The Reagent which is commercially known as ‘calgon’ that is used to remove the permanent hardness of water in Calgon’s method. Find out the number of moles of calgon required to remove 12 moles of `Ca^(2+)` ion present in hard water.

To solve the problem of determining the number of moles of Calgon required to remove 12 moles of \( \text{Ca}^{2+} \) ions present in hard water, we will follow these steps: ### Step-by-Step Solution: 1. **Identify the Chemical Formula of Calgon**: The chemical formula for Calgon is \( \text{Na}_6\text{P}_6\text{O}_{18} \). 2. **Understand the Reaction**: Calgon reacts with calcium ions (\( \text{Ca}^{2+} \)) to remove hardness from water.
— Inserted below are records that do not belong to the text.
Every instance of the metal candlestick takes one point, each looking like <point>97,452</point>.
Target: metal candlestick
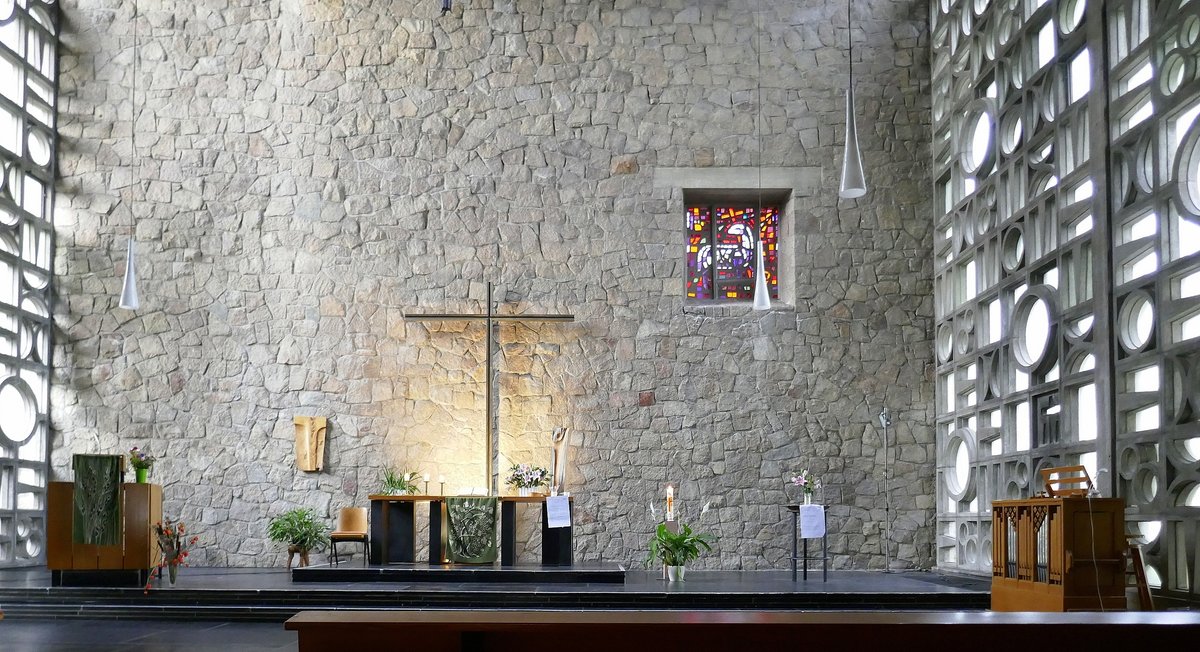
<point>886,420</point>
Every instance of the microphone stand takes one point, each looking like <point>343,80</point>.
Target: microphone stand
<point>885,422</point>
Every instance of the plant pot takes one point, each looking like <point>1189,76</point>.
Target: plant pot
<point>297,550</point>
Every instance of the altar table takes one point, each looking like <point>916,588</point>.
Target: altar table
<point>394,530</point>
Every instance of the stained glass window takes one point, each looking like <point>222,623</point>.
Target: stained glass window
<point>721,243</point>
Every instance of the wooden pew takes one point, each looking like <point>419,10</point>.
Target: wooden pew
<point>485,630</point>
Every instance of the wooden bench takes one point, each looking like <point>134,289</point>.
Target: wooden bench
<point>478,630</point>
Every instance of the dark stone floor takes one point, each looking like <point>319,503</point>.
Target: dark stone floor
<point>243,609</point>
<point>132,635</point>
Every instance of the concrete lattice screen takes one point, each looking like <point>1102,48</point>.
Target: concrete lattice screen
<point>1068,264</point>
<point>28,143</point>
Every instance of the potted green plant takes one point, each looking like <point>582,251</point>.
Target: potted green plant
<point>141,462</point>
<point>300,531</point>
<point>676,549</point>
<point>527,478</point>
<point>397,483</point>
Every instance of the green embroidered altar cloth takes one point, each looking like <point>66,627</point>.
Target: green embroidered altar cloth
<point>471,530</point>
<point>96,508</point>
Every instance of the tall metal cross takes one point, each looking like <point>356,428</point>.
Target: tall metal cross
<point>492,321</point>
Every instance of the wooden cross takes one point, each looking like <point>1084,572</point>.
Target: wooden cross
<point>492,321</point>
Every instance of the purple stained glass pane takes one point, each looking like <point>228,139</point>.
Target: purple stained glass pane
<point>700,253</point>
<point>735,244</point>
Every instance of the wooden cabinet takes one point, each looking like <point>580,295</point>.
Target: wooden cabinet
<point>1062,554</point>
<point>138,550</point>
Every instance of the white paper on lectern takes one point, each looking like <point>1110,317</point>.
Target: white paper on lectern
<point>558,512</point>
<point>811,521</point>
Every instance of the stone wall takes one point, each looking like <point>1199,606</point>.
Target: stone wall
<point>307,171</point>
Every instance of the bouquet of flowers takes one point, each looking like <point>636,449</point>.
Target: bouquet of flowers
<point>527,476</point>
<point>807,480</point>
<point>138,459</point>
<point>173,542</point>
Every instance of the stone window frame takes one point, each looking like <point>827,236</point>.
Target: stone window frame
<point>779,186</point>
<point>27,255</point>
<point>1069,207</point>
<point>735,199</point>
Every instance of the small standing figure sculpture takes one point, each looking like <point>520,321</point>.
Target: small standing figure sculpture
<point>558,477</point>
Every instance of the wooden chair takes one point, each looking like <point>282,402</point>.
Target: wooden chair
<point>1066,482</point>
<point>1135,574</point>
<point>352,526</point>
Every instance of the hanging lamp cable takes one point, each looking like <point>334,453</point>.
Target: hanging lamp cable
<point>761,291</point>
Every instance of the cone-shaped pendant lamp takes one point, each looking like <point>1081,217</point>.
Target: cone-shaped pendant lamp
<point>853,180</point>
<point>130,288</point>
<point>761,291</point>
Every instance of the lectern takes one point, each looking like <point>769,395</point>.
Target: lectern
<point>1059,554</point>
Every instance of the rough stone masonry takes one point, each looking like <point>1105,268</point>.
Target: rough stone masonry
<point>303,172</point>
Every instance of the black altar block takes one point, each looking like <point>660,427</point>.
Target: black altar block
<point>556,542</point>
<point>393,528</point>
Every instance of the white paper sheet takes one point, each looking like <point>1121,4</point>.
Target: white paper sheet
<point>558,512</point>
<point>811,521</point>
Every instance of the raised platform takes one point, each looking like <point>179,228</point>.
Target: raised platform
<point>462,573</point>
<point>270,594</point>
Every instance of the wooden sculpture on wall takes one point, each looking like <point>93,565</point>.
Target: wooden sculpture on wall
<point>310,442</point>
<point>558,477</point>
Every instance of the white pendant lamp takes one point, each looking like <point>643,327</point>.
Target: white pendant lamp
<point>853,179</point>
<point>761,291</point>
<point>130,286</point>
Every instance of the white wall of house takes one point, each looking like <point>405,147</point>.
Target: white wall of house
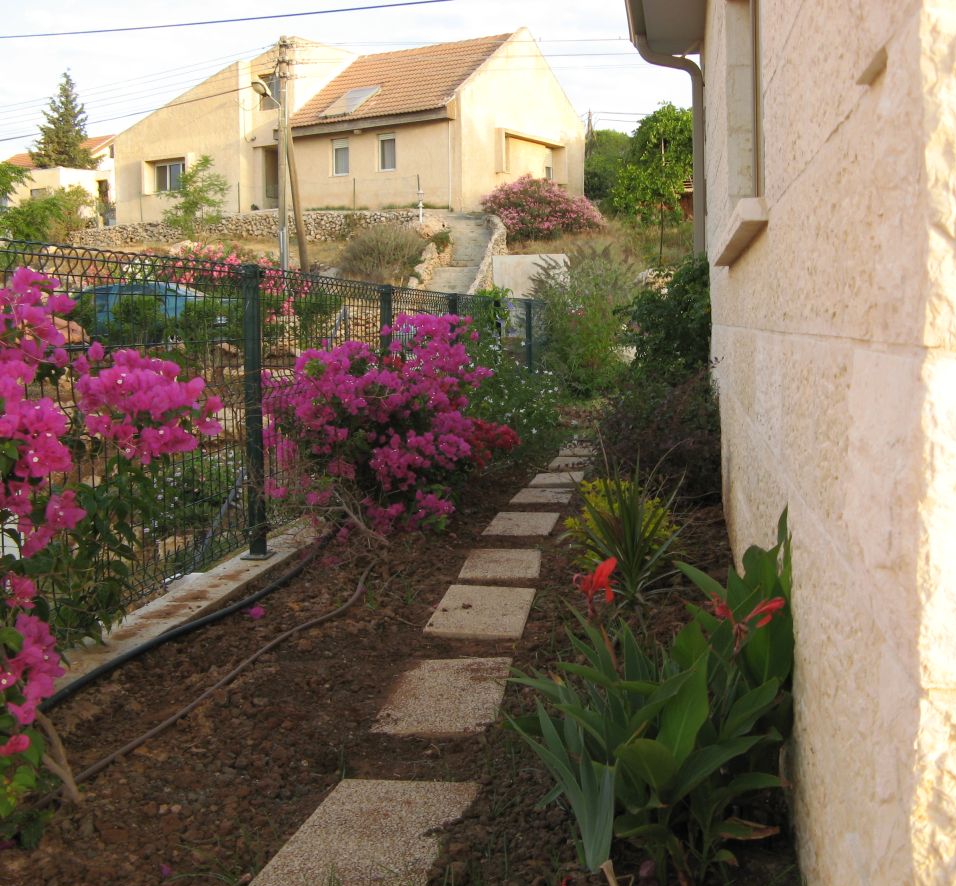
<point>835,335</point>
<point>221,117</point>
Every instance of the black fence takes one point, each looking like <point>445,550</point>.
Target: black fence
<point>229,323</point>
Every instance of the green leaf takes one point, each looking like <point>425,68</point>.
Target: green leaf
<point>682,716</point>
<point>650,761</point>
<point>748,709</point>
<point>704,762</point>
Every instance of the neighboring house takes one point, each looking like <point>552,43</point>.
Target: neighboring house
<point>831,229</point>
<point>451,121</point>
<point>224,118</point>
<point>454,120</point>
<point>98,182</point>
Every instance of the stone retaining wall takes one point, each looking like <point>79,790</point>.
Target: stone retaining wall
<point>259,225</point>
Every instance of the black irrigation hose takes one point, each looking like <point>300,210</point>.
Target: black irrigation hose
<point>102,763</point>
<point>182,630</point>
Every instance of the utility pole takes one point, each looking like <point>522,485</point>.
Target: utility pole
<point>282,71</point>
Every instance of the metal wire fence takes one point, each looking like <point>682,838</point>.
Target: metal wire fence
<point>231,323</point>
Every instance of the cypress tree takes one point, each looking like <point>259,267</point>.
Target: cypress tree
<point>61,139</point>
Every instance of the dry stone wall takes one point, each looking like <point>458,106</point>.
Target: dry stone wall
<point>260,225</point>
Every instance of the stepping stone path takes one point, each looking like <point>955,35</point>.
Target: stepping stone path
<point>371,831</point>
<point>522,523</point>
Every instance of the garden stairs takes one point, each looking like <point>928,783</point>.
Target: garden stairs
<point>381,830</point>
<point>469,241</point>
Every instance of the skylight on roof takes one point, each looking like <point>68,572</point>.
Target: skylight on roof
<point>350,102</point>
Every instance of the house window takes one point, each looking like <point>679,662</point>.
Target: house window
<point>272,83</point>
<point>169,174</point>
<point>340,156</point>
<point>386,152</point>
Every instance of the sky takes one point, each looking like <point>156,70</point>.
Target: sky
<point>121,77</point>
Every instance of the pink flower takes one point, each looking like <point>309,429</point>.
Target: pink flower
<point>16,744</point>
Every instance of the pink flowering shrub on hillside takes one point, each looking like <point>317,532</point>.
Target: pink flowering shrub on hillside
<point>387,428</point>
<point>538,209</point>
<point>133,403</point>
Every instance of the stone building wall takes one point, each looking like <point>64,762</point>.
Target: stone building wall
<point>834,332</point>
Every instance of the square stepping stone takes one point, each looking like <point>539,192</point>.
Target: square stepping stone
<point>580,451</point>
<point>564,462</point>
<point>457,696</point>
<point>370,831</point>
<point>542,497</point>
<point>500,564</point>
<point>522,523</point>
<point>564,478</point>
<point>481,612</point>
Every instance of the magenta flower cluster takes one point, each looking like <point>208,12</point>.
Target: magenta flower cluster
<point>539,209</point>
<point>389,426</point>
<point>135,402</point>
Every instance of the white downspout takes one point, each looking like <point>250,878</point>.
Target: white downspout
<point>697,83</point>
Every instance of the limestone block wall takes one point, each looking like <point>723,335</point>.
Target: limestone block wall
<point>835,337</point>
<point>260,225</point>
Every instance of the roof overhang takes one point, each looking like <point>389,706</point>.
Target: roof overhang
<point>386,120</point>
<point>672,27</point>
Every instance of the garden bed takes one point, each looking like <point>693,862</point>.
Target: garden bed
<point>213,798</point>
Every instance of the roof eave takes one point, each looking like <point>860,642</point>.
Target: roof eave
<point>672,27</point>
<point>445,112</point>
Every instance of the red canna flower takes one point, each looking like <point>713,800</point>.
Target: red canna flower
<point>767,610</point>
<point>598,580</point>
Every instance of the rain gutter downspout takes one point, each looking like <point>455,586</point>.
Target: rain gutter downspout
<point>697,83</point>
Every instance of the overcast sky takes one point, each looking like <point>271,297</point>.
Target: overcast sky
<point>120,77</point>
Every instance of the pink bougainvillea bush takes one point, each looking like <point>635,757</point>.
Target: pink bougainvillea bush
<point>388,430</point>
<point>131,405</point>
<point>538,209</point>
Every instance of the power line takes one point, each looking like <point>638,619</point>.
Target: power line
<point>221,21</point>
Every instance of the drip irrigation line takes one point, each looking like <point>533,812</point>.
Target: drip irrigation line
<point>101,764</point>
<point>188,628</point>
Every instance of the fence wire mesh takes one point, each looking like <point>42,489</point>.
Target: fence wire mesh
<point>234,325</point>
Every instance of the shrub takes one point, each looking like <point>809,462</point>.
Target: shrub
<point>583,328</point>
<point>538,209</point>
<point>671,749</point>
<point>621,520</point>
<point>382,254</point>
<point>670,322</point>
<point>382,435</point>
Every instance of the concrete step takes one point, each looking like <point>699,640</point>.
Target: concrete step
<point>445,698</point>
<point>522,523</point>
<point>370,831</point>
<point>481,612</point>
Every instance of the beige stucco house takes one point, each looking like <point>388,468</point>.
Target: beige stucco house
<point>827,137</point>
<point>445,123</point>
<point>99,182</point>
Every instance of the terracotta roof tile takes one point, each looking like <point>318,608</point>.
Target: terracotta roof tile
<point>411,80</point>
<point>91,144</point>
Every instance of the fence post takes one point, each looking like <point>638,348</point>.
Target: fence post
<point>529,333</point>
<point>257,526</point>
<point>385,296</point>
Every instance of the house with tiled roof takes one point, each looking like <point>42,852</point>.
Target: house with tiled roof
<point>444,123</point>
<point>98,182</point>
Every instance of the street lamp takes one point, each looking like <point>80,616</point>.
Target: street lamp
<point>260,88</point>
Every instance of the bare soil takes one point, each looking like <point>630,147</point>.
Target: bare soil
<point>215,796</point>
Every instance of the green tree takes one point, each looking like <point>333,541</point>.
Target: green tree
<point>604,152</point>
<point>660,160</point>
<point>198,202</point>
<point>52,218</point>
<point>61,139</point>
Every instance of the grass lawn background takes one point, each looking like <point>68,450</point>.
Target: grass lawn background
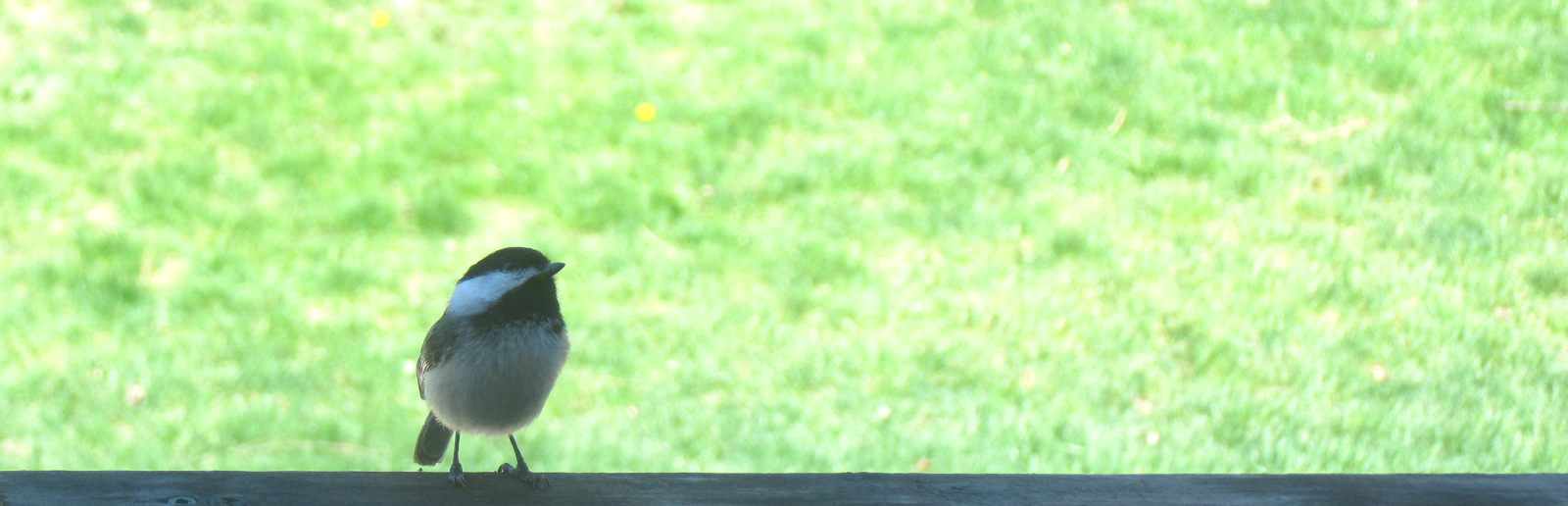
<point>855,236</point>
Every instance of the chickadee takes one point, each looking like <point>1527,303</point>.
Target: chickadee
<point>491,359</point>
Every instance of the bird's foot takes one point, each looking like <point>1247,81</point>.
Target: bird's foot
<point>533,480</point>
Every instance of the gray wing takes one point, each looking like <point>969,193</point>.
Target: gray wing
<point>438,346</point>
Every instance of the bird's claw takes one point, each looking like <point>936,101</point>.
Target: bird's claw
<point>533,480</point>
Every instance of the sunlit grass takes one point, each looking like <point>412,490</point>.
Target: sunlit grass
<point>945,236</point>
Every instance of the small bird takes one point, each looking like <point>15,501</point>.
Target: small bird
<point>493,357</point>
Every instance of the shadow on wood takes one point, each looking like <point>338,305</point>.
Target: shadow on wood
<point>292,487</point>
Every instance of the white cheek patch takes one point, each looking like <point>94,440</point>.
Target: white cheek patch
<point>475,294</point>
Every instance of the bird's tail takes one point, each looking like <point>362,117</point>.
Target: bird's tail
<point>431,442</point>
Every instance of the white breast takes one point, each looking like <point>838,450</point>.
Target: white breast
<point>496,385</point>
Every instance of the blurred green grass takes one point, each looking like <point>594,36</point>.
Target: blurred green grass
<point>869,236</point>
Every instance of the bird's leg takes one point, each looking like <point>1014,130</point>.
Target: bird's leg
<point>455,474</point>
<point>521,472</point>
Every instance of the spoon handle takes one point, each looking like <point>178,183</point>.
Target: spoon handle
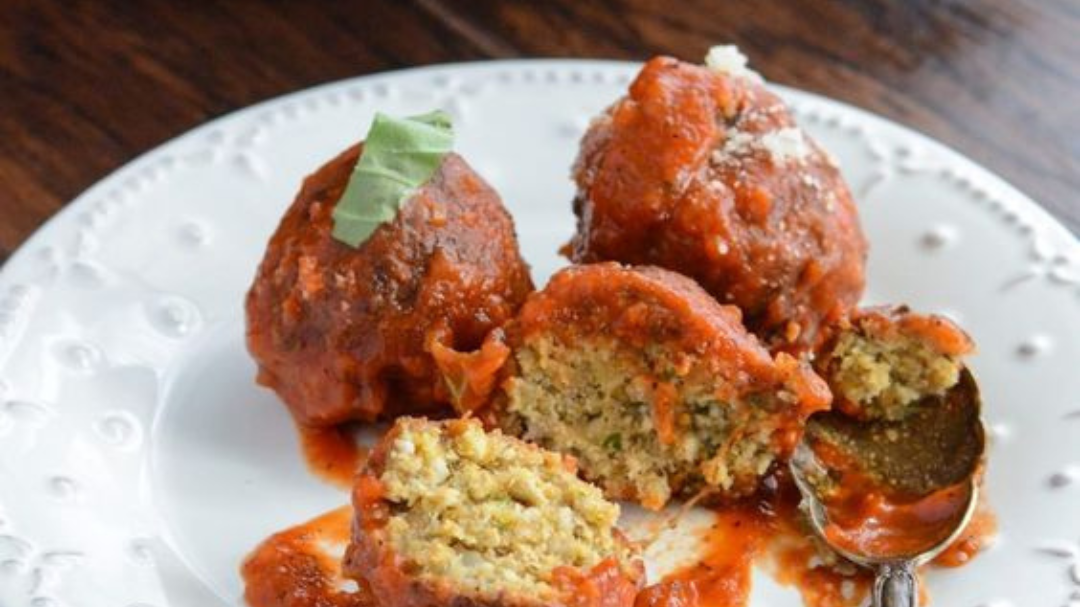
<point>895,585</point>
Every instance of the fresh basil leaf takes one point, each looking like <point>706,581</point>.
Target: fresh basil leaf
<point>400,156</point>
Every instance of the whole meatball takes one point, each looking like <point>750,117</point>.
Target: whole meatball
<point>703,171</point>
<point>349,334</point>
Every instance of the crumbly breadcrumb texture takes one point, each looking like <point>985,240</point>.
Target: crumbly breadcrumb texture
<point>881,376</point>
<point>598,402</point>
<point>495,514</point>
The relevant reaction can be summarized as follows: \[ 3 \text{Ca}^{2+} + \text{Na}_6\text{P}_6\text{O}_{18} \rightarrow 3 \text{Ca}(\text{Na}_2\text{P}_6\text{O}_{18}) + 6 \text{Na}^{+} \] This indicates that 1 mole of Calgon reacts with 3 moles of \( \text{Ca}^{2+} \). 3. **Calculate the Moles of Calgon Required**: From the reaction, we can see that: - 1 mole of Calgon removes 3 moles of \( \text{Ca}^{2+} \). - Therefore, to find out how many moles of Calgon are needed for 12 moles of \( \text{Ca}^{2+} \), we can set up a proportion: \[ \text{Moles of Calgon} = \frac{\text{Moles of } \text{Ca}^{2+}}{3} \] Substituting the given value: \[ \text{Moles of Calgon} = \frac{12 \text{ moles of } \text{Ca}^{2+}}{3} = 4 \text{ moles of Calgon} \] 4. **Conclusion**: Thus, the number of moles of Calgon required to remove 12 moles of \( \text{Ca}^{2+} \) ions is **4 moles**.